Traditional gender roles dictate that men be strong and resilient; they’re taught to reject their weaknesses and hide their vulnerability. Pretty much everything about a doctor’s office is in opposition to masculine norms, and because of this, men’s anxieties about seeking care may be intensified. (An idea backed by research conducted at Rutgers University in 2016.)

Mental health concerns are compounded by COVID.

According to research conducted by the Movember organization, the COVID-19 pandemic has profoundly affected men’s mental health.

The survey found that 88% of U.S. men questioned thought it was helpful when people checked in on their mental health. Unfortunately, nearly half of the respondents said no one has asked how they’re coping during COVID-19.
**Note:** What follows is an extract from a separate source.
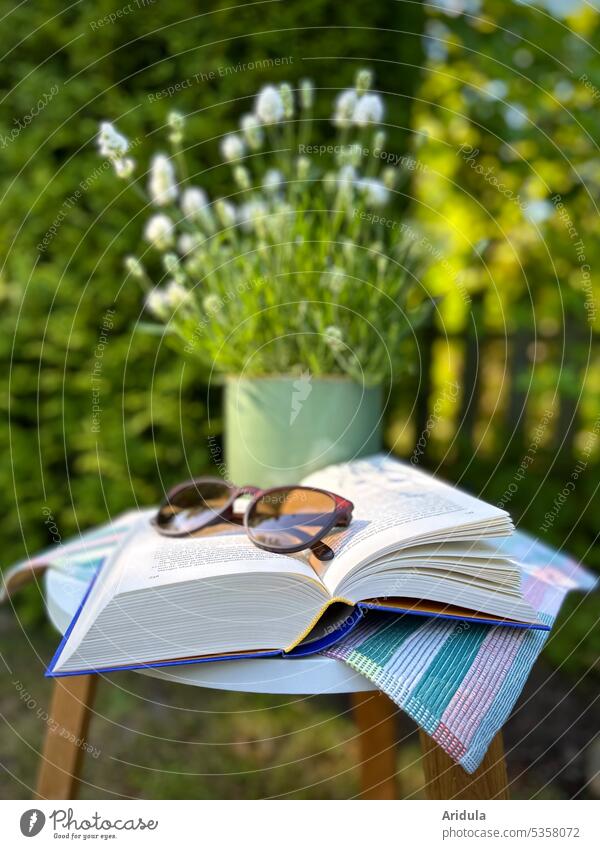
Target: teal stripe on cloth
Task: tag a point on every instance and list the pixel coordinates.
(381, 646)
(438, 686)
Furthermore, 21% of male respondents said their mental health had worsened compared with before COVID-19. Twenty-seven percent admitted they felt lonely more often than before the outbreak.

While sobering, Movember’s survey is an excellent reminder to ask the men in your life how they’re doing, even if they seem fine on the outside. With so many men isolated and disconnected from their usual support networks, checking in is more critical than ever.

How can ZOOM+Care help close the men’s health gap? 

Convenience is key. 

Sixty-one percent of men say they would be more likely to go to the doctor if it was convenient.  

By offering same-day, no-wait visits (both inside and outside of work hours), we make it easy for people of all genders to get care. Only have 30 minutes on your lunch break? No problem. We can get you in and out with time to spare—and meds in hand. 

Using tech to avoid embarrassment.

Beyond being busy, men often forgo treatment because that they’re embarrassed—or simply reluctant—to talk about their health issues.

Our VideoCare™ and ChatCare™ features let patients connect with a provider without setting foot in a doctor’s office—meaning they’re answering questions privately, rather than confessing uncomfortable secrets in person, in an unfamiliar setting. 

VideoCare™ is the perfect choice for first-time patients, and those seeking treatment for chronic ailments, preventative care, and mental health concerns.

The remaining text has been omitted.